In line with the overall bearish trend, KSE-30 Shares Index also dropped 877.90 points or 4.99 percent to 16,697.96 points.
Traded shares, however, increased 145 million shares to 386.75 million shares from 241.06 million shares, while trading value rose to Rs14.06 billion from Rs9.22 billion. Market capital decreased to Rs7.418 trillion from Rs7.750 trillion. Out of 365 companies active in the session, 16 posted gains, 338 losses, while 11 remained unchanged.
Brokerage Topline Securities in a note said equities suffered a massive bloodbath during the session.

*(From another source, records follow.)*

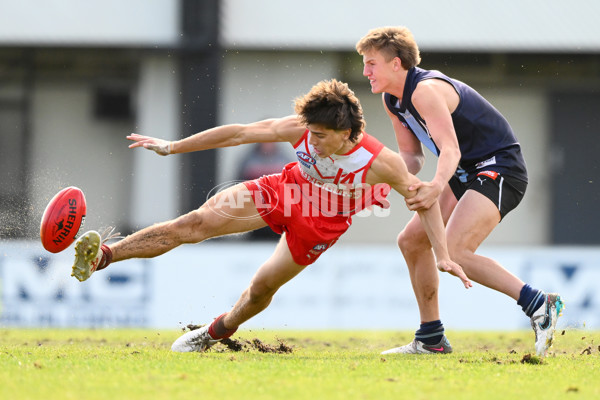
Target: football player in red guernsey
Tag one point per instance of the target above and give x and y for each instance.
(340, 170)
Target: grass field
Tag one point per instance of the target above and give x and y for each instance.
(138, 364)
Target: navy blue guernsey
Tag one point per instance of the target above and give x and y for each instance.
(485, 137)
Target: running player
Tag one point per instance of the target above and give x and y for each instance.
(480, 177)
(340, 171)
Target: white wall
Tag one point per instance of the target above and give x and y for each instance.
(70, 148)
(156, 182)
(257, 85)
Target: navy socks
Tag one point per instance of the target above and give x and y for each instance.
(430, 333)
(530, 299)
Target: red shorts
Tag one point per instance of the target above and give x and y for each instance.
(308, 233)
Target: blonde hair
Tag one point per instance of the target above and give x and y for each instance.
(392, 41)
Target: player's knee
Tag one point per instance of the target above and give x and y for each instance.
(189, 228)
(459, 254)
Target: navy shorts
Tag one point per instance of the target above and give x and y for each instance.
(506, 192)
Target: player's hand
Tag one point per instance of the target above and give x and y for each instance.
(454, 269)
(427, 195)
(159, 146)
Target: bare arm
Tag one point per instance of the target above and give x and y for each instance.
(287, 129)
(409, 146)
(390, 168)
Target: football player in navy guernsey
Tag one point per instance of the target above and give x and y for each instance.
(340, 170)
(480, 177)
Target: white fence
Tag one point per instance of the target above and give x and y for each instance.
(350, 287)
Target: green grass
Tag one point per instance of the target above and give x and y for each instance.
(136, 364)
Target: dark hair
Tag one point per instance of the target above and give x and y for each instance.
(331, 104)
(392, 41)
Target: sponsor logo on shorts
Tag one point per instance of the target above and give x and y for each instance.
(489, 174)
(485, 163)
(305, 159)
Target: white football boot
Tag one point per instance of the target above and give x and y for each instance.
(196, 340)
(418, 347)
(88, 253)
(543, 322)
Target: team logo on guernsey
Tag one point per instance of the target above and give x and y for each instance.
(490, 174)
(305, 159)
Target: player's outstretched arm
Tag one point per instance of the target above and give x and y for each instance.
(287, 129)
(389, 168)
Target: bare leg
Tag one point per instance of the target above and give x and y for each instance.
(219, 216)
(276, 271)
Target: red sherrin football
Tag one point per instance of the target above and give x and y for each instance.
(62, 219)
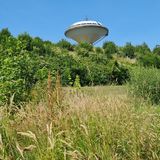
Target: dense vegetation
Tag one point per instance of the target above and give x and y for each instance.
(26, 61)
(74, 122)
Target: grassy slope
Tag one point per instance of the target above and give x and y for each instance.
(97, 123)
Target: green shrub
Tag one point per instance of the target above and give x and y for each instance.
(145, 83)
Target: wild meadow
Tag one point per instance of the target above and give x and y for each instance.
(81, 123)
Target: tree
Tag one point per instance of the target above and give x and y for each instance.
(156, 50)
(142, 49)
(109, 48)
(26, 40)
(129, 50)
(65, 45)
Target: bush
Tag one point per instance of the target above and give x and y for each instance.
(145, 83)
(150, 60)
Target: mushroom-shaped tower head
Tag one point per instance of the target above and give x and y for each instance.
(86, 31)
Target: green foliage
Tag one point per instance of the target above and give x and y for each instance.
(142, 49)
(109, 49)
(145, 83)
(150, 60)
(156, 50)
(77, 82)
(65, 45)
(129, 50)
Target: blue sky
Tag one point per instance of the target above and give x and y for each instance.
(134, 21)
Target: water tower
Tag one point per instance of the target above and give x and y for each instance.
(86, 31)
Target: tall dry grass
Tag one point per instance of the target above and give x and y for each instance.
(91, 126)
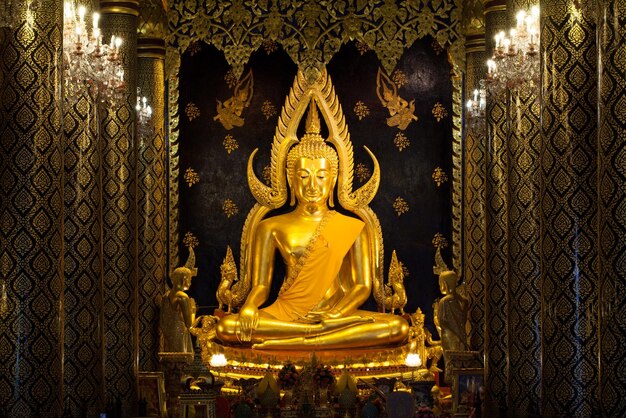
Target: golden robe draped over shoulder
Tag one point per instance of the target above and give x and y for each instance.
(320, 267)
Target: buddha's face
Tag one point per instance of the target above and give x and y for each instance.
(313, 180)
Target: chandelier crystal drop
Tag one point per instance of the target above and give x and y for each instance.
(516, 54)
(90, 65)
(144, 115)
(475, 108)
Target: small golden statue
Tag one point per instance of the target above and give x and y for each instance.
(332, 259)
(178, 310)
(229, 276)
(401, 112)
(451, 310)
(422, 343)
(229, 113)
(395, 294)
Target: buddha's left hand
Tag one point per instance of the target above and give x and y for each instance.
(319, 316)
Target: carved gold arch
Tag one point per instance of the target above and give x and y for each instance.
(311, 33)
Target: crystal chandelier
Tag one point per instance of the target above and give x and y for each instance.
(90, 65)
(516, 56)
(144, 115)
(475, 108)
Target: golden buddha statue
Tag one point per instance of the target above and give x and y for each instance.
(178, 310)
(332, 260)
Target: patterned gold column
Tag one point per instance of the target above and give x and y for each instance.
(151, 172)
(83, 258)
(496, 303)
(31, 211)
(524, 188)
(569, 219)
(474, 182)
(119, 162)
(611, 212)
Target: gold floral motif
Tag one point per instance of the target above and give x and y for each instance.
(229, 112)
(400, 78)
(194, 48)
(401, 141)
(400, 206)
(230, 208)
(362, 172)
(439, 241)
(405, 270)
(190, 240)
(361, 109)
(269, 46)
(268, 109)
(439, 176)
(401, 112)
(362, 47)
(230, 143)
(192, 111)
(436, 47)
(267, 174)
(191, 177)
(439, 112)
(231, 79)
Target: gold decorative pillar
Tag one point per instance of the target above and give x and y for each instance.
(569, 196)
(151, 180)
(524, 241)
(474, 181)
(497, 229)
(83, 258)
(119, 165)
(31, 212)
(611, 213)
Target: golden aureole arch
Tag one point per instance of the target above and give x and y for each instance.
(333, 260)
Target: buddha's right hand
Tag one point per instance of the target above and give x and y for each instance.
(248, 321)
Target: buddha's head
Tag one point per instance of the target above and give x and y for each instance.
(181, 278)
(447, 282)
(312, 165)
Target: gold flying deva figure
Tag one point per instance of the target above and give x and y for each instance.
(229, 276)
(178, 310)
(451, 310)
(401, 112)
(396, 295)
(229, 113)
(332, 260)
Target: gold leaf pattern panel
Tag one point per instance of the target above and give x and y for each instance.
(568, 212)
(524, 178)
(31, 203)
(119, 159)
(83, 371)
(151, 209)
(496, 348)
(611, 213)
(474, 209)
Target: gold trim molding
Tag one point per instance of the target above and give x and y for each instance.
(124, 7)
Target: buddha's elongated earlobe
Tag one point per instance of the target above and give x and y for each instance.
(331, 196)
(292, 199)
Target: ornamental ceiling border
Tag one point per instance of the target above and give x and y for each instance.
(238, 28)
(312, 31)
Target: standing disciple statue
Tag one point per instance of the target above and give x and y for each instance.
(178, 310)
(331, 259)
(451, 310)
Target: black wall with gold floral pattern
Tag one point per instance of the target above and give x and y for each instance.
(413, 202)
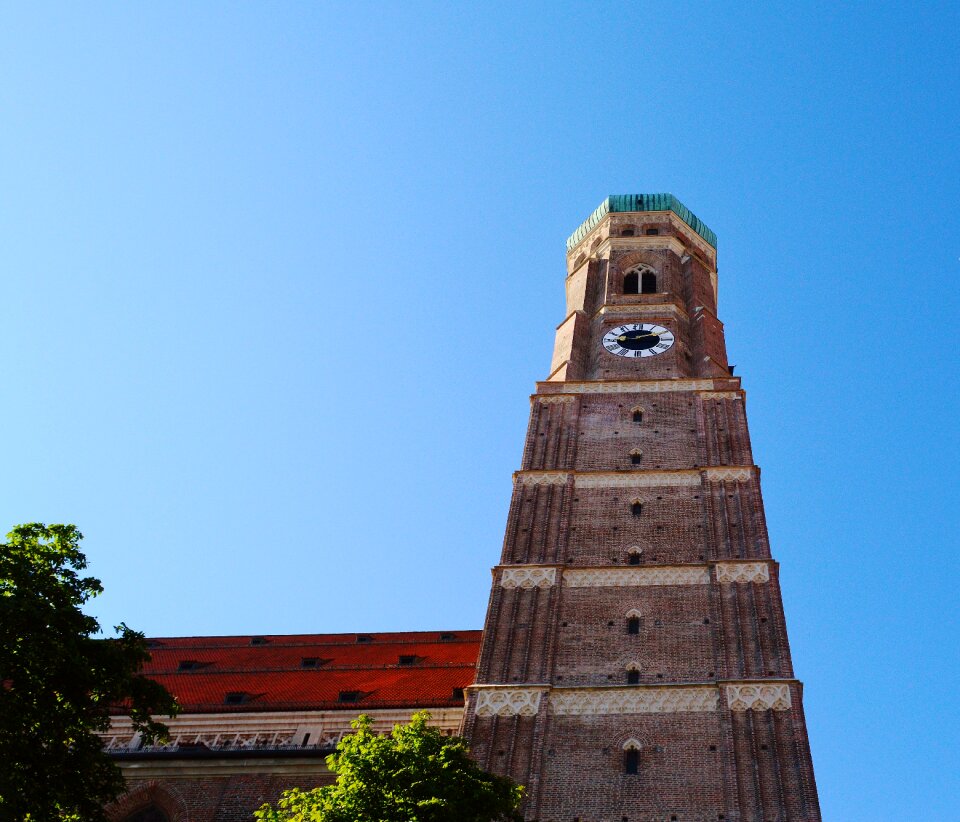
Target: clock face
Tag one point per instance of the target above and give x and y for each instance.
(637, 340)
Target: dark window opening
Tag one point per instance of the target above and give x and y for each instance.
(151, 813)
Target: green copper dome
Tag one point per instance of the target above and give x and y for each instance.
(642, 202)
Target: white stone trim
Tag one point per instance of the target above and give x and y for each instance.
(739, 473)
(723, 395)
(686, 477)
(637, 479)
(514, 700)
(529, 576)
(743, 572)
(637, 386)
(542, 477)
(636, 576)
(764, 696)
(507, 701)
(634, 699)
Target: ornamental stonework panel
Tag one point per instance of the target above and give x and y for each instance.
(638, 479)
(529, 576)
(542, 477)
(743, 572)
(507, 701)
(589, 702)
(773, 696)
(624, 577)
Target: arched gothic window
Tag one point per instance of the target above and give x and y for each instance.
(631, 756)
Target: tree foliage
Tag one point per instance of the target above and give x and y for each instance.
(414, 774)
(58, 682)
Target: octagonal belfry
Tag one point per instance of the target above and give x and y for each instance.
(635, 663)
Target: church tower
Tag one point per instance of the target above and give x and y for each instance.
(635, 664)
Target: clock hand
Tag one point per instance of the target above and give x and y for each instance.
(624, 337)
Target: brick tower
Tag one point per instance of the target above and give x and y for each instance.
(635, 664)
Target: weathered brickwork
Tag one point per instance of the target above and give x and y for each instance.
(195, 797)
(635, 663)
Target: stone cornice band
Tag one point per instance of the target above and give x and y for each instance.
(546, 576)
(637, 386)
(527, 700)
(638, 479)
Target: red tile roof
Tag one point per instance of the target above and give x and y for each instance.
(268, 673)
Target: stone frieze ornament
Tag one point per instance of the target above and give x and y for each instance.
(528, 576)
(507, 701)
(635, 700)
(743, 572)
(625, 577)
(766, 696)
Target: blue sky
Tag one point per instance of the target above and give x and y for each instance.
(278, 280)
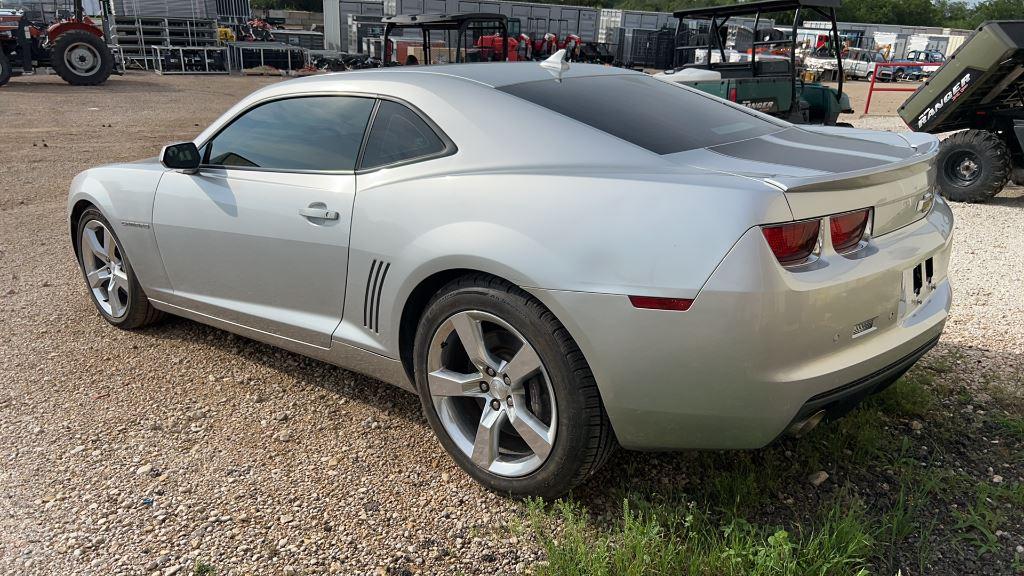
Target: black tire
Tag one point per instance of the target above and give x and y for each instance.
(90, 42)
(139, 312)
(973, 166)
(1017, 176)
(585, 439)
(4, 68)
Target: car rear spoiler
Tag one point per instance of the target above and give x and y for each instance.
(900, 169)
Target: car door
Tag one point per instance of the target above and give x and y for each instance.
(259, 236)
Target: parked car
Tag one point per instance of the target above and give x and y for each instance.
(659, 269)
(859, 64)
(909, 69)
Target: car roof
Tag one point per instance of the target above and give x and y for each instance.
(494, 75)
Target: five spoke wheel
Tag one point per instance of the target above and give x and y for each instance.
(104, 270)
(492, 394)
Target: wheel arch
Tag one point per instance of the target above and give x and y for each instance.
(416, 303)
(54, 31)
(77, 209)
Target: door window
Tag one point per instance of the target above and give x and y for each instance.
(300, 133)
(398, 134)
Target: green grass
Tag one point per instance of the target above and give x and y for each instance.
(978, 523)
(670, 537)
(1013, 424)
(737, 521)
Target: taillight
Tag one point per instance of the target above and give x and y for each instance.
(795, 242)
(653, 302)
(848, 229)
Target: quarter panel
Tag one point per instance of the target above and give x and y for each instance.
(616, 232)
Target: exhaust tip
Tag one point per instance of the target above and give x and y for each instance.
(798, 429)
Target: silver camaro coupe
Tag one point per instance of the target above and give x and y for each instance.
(556, 265)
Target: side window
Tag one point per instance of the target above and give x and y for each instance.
(397, 134)
(300, 133)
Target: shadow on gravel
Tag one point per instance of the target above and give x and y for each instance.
(1012, 197)
(52, 84)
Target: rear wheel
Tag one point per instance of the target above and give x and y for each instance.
(508, 392)
(4, 68)
(82, 58)
(973, 166)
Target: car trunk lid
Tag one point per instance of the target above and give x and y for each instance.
(822, 171)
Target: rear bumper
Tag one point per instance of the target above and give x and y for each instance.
(760, 343)
(838, 402)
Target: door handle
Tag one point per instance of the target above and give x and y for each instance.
(321, 213)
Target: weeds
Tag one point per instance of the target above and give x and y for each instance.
(670, 537)
(730, 522)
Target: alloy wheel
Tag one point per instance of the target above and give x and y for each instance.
(492, 394)
(104, 269)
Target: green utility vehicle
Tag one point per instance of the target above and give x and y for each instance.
(978, 93)
(761, 69)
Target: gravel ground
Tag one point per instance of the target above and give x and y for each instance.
(142, 452)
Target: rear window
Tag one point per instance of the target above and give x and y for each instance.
(649, 113)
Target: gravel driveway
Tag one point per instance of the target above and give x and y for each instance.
(144, 452)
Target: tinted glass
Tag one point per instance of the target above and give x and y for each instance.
(306, 133)
(397, 134)
(649, 113)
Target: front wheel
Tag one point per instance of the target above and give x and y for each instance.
(113, 286)
(507, 391)
(4, 68)
(82, 58)
(973, 166)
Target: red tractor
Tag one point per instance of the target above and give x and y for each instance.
(74, 46)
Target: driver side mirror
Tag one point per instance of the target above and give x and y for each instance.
(182, 156)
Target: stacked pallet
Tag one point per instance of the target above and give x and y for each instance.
(195, 9)
(137, 36)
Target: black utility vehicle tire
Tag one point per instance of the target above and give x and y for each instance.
(139, 312)
(584, 439)
(973, 166)
(4, 69)
(67, 41)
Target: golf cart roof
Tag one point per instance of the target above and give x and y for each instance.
(754, 7)
(440, 21)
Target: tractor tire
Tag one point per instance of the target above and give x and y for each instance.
(973, 166)
(82, 58)
(1017, 176)
(4, 69)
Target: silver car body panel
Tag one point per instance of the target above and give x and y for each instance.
(576, 216)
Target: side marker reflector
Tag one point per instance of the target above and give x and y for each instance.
(653, 302)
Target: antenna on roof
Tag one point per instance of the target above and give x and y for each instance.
(556, 65)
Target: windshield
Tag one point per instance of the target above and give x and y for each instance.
(659, 116)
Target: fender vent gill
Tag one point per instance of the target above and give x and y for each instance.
(372, 299)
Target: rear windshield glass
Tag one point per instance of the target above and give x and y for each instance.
(649, 113)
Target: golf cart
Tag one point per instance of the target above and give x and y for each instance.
(978, 93)
(446, 38)
(761, 73)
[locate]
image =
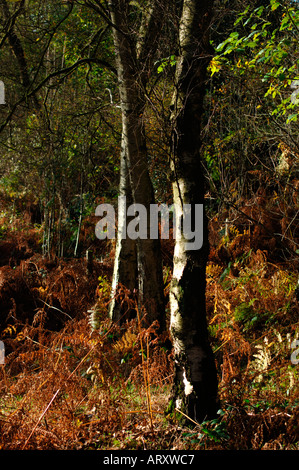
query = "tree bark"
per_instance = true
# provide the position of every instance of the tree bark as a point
(195, 384)
(132, 78)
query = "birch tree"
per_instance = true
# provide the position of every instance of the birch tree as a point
(195, 383)
(137, 263)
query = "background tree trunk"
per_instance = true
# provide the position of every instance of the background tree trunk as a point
(134, 151)
(195, 384)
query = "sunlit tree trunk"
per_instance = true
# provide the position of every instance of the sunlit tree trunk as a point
(195, 384)
(131, 80)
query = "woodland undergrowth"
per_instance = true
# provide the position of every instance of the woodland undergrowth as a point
(65, 385)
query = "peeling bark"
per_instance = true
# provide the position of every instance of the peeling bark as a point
(131, 78)
(195, 384)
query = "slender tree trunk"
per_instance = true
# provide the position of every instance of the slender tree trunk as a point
(125, 263)
(134, 151)
(195, 384)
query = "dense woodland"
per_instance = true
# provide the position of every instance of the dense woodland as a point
(160, 101)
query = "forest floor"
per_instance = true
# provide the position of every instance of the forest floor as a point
(64, 386)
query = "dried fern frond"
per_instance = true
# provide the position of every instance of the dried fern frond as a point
(126, 342)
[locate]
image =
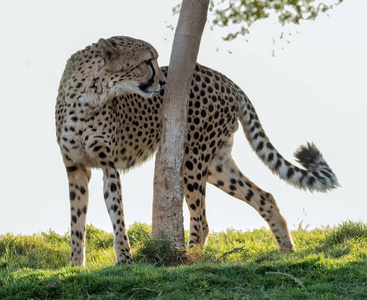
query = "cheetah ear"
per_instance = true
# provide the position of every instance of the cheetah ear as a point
(107, 50)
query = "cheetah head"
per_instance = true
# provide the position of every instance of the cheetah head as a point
(117, 66)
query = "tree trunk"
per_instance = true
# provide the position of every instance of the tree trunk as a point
(168, 178)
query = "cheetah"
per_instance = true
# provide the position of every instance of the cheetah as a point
(108, 116)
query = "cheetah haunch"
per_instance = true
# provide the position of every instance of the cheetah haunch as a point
(108, 116)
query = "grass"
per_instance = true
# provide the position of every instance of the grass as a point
(329, 263)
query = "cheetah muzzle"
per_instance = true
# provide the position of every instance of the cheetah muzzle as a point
(108, 116)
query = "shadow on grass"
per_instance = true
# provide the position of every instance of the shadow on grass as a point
(199, 281)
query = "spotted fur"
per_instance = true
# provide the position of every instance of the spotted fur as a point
(107, 117)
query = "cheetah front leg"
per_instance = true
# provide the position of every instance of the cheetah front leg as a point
(113, 200)
(224, 174)
(78, 177)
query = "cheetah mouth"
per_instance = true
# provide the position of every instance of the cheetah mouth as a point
(149, 88)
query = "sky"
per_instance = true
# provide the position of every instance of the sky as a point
(308, 86)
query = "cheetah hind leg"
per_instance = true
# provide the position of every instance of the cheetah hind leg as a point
(195, 199)
(78, 177)
(224, 174)
(113, 200)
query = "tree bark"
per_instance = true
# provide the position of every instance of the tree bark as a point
(168, 179)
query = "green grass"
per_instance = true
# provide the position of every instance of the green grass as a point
(329, 263)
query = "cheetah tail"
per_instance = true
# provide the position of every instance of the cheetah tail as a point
(316, 175)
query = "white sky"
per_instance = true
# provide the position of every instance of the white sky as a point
(312, 90)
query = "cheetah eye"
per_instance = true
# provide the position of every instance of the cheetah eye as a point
(148, 62)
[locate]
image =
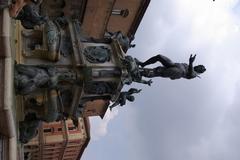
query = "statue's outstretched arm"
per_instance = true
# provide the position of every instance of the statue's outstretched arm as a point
(166, 62)
(190, 66)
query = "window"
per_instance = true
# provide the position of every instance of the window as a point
(121, 12)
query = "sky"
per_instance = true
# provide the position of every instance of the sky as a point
(180, 119)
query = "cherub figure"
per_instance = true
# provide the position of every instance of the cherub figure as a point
(170, 69)
(124, 96)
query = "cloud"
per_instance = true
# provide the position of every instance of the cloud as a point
(185, 119)
(99, 126)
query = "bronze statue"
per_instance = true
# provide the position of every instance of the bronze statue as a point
(170, 69)
(124, 96)
(29, 17)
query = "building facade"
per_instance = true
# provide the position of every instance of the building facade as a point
(59, 141)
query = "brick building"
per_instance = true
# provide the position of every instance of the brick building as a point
(59, 141)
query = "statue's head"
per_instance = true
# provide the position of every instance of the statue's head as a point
(130, 98)
(199, 69)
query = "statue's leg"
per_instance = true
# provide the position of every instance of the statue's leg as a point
(166, 62)
(148, 72)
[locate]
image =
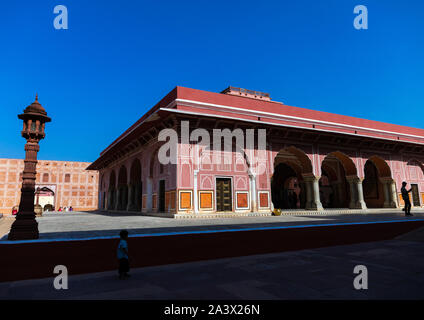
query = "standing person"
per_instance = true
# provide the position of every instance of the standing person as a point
(124, 265)
(405, 196)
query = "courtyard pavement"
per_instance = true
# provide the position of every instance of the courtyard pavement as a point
(82, 225)
(395, 271)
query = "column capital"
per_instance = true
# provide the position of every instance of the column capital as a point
(386, 179)
(353, 178)
(310, 177)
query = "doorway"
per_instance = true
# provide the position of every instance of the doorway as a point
(161, 195)
(224, 199)
(415, 195)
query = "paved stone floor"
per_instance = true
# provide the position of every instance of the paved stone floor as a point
(395, 271)
(86, 225)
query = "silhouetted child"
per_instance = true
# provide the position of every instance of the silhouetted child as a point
(124, 265)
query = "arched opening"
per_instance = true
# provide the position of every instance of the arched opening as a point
(333, 185)
(135, 192)
(288, 188)
(376, 184)
(415, 174)
(112, 191)
(122, 189)
(45, 198)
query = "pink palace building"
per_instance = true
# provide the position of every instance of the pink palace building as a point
(307, 160)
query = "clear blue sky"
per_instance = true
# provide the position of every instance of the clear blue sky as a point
(118, 58)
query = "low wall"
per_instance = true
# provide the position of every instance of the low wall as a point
(37, 259)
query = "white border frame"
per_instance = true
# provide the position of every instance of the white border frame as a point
(248, 201)
(259, 200)
(179, 200)
(198, 199)
(232, 192)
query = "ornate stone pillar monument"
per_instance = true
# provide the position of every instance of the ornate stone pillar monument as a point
(25, 226)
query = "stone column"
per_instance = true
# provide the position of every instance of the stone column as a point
(353, 187)
(394, 202)
(138, 196)
(386, 192)
(195, 200)
(308, 204)
(313, 192)
(253, 201)
(130, 201)
(109, 199)
(361, 202)
(302, 195)
(149, 194)
(117, 198)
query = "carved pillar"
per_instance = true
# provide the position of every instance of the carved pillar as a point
(394, 202)
(353, 187)
(308, 186)
(387, 192)
(195, 200)
(149, 194)
(25, 225)
(253, 201)
(361, 202)
(130, 201)
(117, 198)
(313, 192)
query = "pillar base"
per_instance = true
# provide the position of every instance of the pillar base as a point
(24, 229)
(315, 206)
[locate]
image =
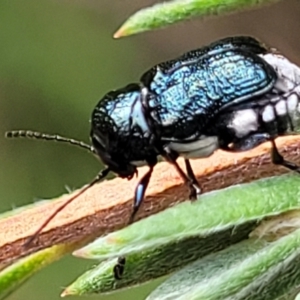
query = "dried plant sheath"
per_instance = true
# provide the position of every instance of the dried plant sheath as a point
(107, 206)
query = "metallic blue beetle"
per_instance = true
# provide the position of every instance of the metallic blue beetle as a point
(233, 95)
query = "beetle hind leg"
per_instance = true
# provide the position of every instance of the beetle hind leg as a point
(140, 193)
(278, 159)
(193, 178)
(190, 179)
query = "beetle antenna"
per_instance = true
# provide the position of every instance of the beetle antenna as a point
(48, 137)
(98, 178)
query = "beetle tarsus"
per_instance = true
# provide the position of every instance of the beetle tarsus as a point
(195, 184)
(278, 159)
(118, 269)
(140, 193)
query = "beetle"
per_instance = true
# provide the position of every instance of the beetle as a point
(233, 94)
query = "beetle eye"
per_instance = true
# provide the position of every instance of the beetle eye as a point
(98, 142)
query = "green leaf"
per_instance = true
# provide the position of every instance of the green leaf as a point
(170, 12)
(213, 213)
(16, 274)
(253, 269)
(163, 243)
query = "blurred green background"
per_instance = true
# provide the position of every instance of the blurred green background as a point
(57, 59)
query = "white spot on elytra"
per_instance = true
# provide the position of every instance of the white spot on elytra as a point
(280, 108)
(244, 122)
(292, 102)
(268, 114)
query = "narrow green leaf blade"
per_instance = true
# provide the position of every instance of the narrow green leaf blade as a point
(167, 13)
(159, 245)
(212, 214)
(16, 274)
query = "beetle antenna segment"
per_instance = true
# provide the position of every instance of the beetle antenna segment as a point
(99, 177)
(47, 137)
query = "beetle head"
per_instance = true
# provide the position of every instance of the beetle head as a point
(120, 132)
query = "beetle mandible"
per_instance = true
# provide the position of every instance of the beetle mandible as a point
(233, 94)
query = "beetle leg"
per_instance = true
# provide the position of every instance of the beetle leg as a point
(192, 176)
(278, 159)
(140, 193)
(118, 269)
(194, 188)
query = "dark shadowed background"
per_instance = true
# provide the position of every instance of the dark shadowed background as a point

The market opened on a negative note making an intraday low of 2,282 points as investors were concerned over multiple things like soaring trade deficit and higher than expected secondary market yields, the brokerage said.
Sector-wise, cements were major laggards in the trading session as LUCK, MLCF, DGKC, CHCC closed at their respective lower circuits. Further, technology, energy, and fertilisers sector followed suit dragging the index further down.
The highest increase was recorded in shares of Unilever Foods, which rose by Rs1400 to Rs20,400 per share, followed by Shield Corp. that increased by Rs19.31 to Rs293.77 per share.
A major decline was noted in shares of Nestle Pakistan, which fell by Rs171.54 to Rs5,350 per share, followed by Rafhan Maize that decreased by Rs124 to Rs9,775 per share.
Arif Habib Ltd (AHL), a brokerage house, said the bloodbath struck as investors were unable to digest a series of outrageous economic indicators.
“First of all, highest ever monthly trade deficit number of $5.1 billion as exports clocked in at $2.9 billion and imports $8.0 billion. Secondly, the expectation of interest rate increase in the upcoming monetary policy as 3-month T-bill cut-off yields increased 229 basis points to 10.79 percent, 6-month at
11.50 percent, and 12-month paper’s yield came in at 11.51 percent,” the brokerage said.
It added that another factor that contributed to the slump was the expectation of a higher CPI (Consumer Price Index) number next month due to the low base effect and further devaluation of the rupee.
“Most stocks closed on their lower circuit and moving forward, we expect the market to remain volatile and recommend a cautious approach,” said AHL the report.
WorldCall Telecom was the volume leader with 33.01 million shares, followed by Dolmen City that recorded a turnover of 29.58 million shares.
Turnover in the future contracts increased to 88.11 million shares from 72.31 million shares.